O estado tem um centro de apoio a parentes enlutados de vítimas de feminicídio e também para mulheres que sobreviveram às tentativas de assassinato por parte de seus companheiros. Veja as políticas públicas de assistência:
- CEAM: O Centro Especializado de Atendimento à Mulher em situação de Violência oferece atendimento psicossocial gratuito e continuado, atendendo mulheres sobreviventes de tentativas de feminicídios e mulheres que perderam familiares de forma cruel (mães, tias, avós, filhas maiores de idade). Atualmente, estão sendo atendidas no CEAM 3 mulheres sobreviventes e 3 mulheres familiares de vítimas do feminicídio.
- PROMUSE: A Polícia Militar tem o Programa Mulher Segura que fiscaliza, acompanha e monitora mulheres vítimas de violência com medidas protetivas, realiza visitas técnicas e faz encaminhamentos para a rede de atendimento.
- POP Feminicídio: O Procedimento Operacional Padrão existe desde março de 2018 e envolve todos os profissionais da segurança pública que atuam em casos de feminicídio e tentativas, para padronizar os atendimentos, aprimorar processos e rotinas e dar maior visibilidade aos crimes de feminicídios para estimular a discussão. No segundo semestre de 2019 terá início um programa de capacitação para atendimento humanizado e especializado de profissionais que atuam em órgãos da rede de atendimento às mulheres em situação de violência.
Na capital, sob a coordenação da Subsecretaria de Políticas Para a Mulher, a Casa da Mulher Brasileira funciona 24 horas e conta com um centro de apoio às vítimas, com alojamento e brinquedoteca para as que precisam sair de casa com os filhos. Lá é onde fica a Delegacia Especializada de Atendimento à Mulher (Deam).

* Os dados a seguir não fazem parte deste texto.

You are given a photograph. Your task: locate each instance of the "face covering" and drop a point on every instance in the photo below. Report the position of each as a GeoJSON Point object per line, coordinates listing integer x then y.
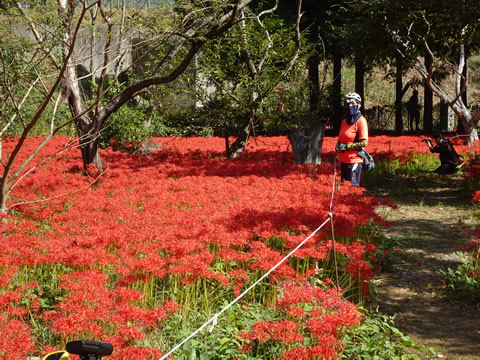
{"type": "Point", "coordinates": [353, 113]}
{"type": "Point", "coordinates": [352, 110]}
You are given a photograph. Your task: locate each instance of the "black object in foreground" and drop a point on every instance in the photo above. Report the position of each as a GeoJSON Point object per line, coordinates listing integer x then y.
{"type": "Point", "coordinates": [89, 350]}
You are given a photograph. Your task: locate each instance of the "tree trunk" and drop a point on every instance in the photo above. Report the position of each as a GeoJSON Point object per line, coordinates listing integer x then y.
{"type": "Point", "coordinates": [239, 145]}
{"type": "Point", "coordinates": [337, 105]}
{"type": "Point", "coordinates": [314, 82]}
{"type": "Point", "coordinates": [307, 144]}
{"type": "Point", "coordinates": [313, 76]}
{"type": "Point", "coordinates": [427, 100]}
{"type": "Point", "coordinates": [398, 96]}
{"type": "Point", "coordinates": [360, 80]}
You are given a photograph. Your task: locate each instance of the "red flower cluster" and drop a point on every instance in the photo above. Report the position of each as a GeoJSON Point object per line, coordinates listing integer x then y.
{"type": "Point", "coordinates": [152, 225]}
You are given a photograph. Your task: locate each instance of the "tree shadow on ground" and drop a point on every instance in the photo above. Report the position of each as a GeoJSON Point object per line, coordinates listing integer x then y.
{"type": "Point", "coordinates": [432, 222]}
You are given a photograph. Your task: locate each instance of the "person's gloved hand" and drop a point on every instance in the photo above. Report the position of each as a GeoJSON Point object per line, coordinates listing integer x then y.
{"type": "Point", "coordinates": [341, 147]}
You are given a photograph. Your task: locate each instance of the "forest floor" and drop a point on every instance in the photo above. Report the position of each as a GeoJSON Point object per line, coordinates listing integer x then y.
{"type": "Point", "coordinates": [432, 221]}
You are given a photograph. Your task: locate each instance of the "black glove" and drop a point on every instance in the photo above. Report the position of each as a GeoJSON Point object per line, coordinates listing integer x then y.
{"type": "Point", "coordinates": [341, 147]}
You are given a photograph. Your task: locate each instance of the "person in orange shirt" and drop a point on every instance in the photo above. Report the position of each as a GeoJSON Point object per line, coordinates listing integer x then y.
{"type": "Point", "coordinates": [352, 137]}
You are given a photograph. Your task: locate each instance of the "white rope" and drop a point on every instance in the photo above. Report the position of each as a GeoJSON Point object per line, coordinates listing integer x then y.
{"type": "Point", "coordinates": [215, 317]}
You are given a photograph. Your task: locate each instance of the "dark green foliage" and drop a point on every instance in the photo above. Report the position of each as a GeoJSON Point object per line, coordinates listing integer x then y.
{"type": "Point", "coordinates": [377, 338]}
{"type": "Point", "coordinates": [125, 130]}
{"type": "Point", "coordinates": [464, 282]}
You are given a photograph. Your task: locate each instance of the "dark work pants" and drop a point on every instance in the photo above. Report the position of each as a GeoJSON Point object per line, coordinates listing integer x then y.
{"type": "Point", "coordinates": [351, 172]}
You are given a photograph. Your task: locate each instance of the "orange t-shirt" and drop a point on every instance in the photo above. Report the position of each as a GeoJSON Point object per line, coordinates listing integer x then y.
{"type": "Point", "coordinates": [347, 135]}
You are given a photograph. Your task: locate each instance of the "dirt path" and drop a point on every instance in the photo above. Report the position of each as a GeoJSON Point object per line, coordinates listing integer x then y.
{"type": "Point", "coordinates": [430, 222]}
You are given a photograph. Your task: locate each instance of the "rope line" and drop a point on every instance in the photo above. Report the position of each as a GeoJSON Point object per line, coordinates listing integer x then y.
{"type": "Point", "coordinates": [214, 319]}
{"type": "Point", "coordinates": [330, 213]}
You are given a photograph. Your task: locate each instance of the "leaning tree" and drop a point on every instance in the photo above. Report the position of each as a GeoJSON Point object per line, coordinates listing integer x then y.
{"type": "Point", "coordinates": [47, 56]}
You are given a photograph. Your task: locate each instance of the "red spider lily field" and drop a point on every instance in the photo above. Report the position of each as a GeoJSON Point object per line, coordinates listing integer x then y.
{"type": "Point", "coordinates": [144, 253]}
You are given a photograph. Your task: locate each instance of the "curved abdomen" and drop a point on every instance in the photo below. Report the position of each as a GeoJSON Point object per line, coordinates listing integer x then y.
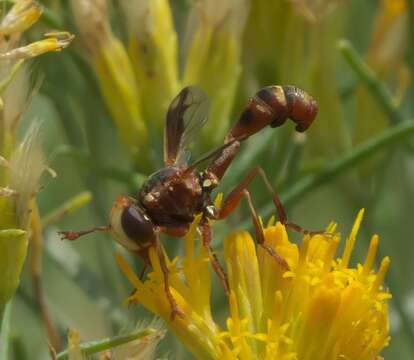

Na Casa há uma equipe multidisciplinar de psicólogas e assistentes sociais, Promotoria e Defensoria Pública e a 1ª Vara de Medidas Protetivas do país.
Em Mato Grosso do Sul, de acordo com a juíza titular da 3ª Vara da Violência Doméstica e Familiar contra a Mulher, Jacqueline Machado, mais de 5 mil medidas protetivas contra companheiros violentos estão em vigor.